Ne de olsa alışmıştık…
Sesin çıkmıyor…
*
Gündüzleri uçaklarla, helikopterlerle meydanları gezip, önüne geleni diline dolayıp canına okumana… Geceleri televizyon televizyon dolanıp kafana taktığını pataklamana… Arada kalan zamanda da ekstradan artık kim düşerse eline…
Bu bakımdan boşluk oldu sanki…
Orada mısın?..
*
Geçmişe dair söyleyeceklerim bu kadar…
Çünkü bizde düşene vurmazlar…
*
Yıkılan gururların, çalınan onurların, yaralı yüreklerin, gözyaşlarının,
kuzu gibi evlatların, bir daha evine dönemeyen babaların, ateş düşen yuvaların, yıkılan Cumhuriyetimizin hesabını zaman nasılsa soracak…
Sana güvenip oy veren o saf insanların yüzü suyu hürmetine sorulacak hesabı hukuka bırakarak…
Şu söyleyeceklerim; geleceğe dair…
*
Bak:
“Tarafsız olman lazım” diye tutturmamız boşuna değildi…

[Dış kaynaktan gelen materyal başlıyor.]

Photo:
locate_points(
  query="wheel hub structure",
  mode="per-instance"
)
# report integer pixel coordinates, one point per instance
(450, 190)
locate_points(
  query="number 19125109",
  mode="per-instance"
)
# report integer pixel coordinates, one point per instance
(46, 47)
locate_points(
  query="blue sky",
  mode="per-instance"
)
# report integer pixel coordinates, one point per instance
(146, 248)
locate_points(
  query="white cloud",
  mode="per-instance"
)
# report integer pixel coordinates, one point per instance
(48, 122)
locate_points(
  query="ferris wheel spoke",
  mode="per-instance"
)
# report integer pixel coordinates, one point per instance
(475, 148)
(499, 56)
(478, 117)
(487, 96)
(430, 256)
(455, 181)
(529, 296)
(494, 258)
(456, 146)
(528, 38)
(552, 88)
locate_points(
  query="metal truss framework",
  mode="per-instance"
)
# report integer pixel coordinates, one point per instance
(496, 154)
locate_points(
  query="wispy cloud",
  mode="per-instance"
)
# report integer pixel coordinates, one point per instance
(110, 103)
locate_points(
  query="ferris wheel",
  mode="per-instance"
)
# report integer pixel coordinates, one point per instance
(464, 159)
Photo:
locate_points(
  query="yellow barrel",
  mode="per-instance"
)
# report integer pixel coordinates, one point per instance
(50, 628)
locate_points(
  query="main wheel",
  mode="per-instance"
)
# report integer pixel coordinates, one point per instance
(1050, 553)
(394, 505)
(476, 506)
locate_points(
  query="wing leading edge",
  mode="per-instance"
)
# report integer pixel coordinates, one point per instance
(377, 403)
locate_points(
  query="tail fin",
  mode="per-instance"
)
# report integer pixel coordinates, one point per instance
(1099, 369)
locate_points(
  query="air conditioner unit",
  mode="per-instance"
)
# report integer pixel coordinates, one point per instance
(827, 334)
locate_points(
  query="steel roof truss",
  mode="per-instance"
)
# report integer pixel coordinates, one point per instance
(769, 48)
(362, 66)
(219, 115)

O dediğimiz noktaya geldik…
Demokrasi uzlaşı rejimi olduğu için, bu çıkan sonuçlara göre partiler arası uzlaşıyı sağlayacak bir ciddi devlet adımına ihtiyaç var…
Biz buna “Tarafsız Cumhurbaşkanı” diyoruz…
Cumhurbaşkanı’nı ortalığı kırıp döksün, milleti birbirine düşürsün diye değil, bugünler için koymuşlar anayasaya…
Tarafsız…
Saygın…
Herkese eşit uzaklıkta…
Ön yargısız…
Güvenilir…
*
İşte…
Herkes kaos yerine, uzlaşı, barış, özveri dilerken… Gençlerimizin, çocuklarımızın, yarınların hatırına çık sen de dile…
Bir kez olsun…
“Cumhurbaşkanı” olmayı dene…
*
Orada mısın?..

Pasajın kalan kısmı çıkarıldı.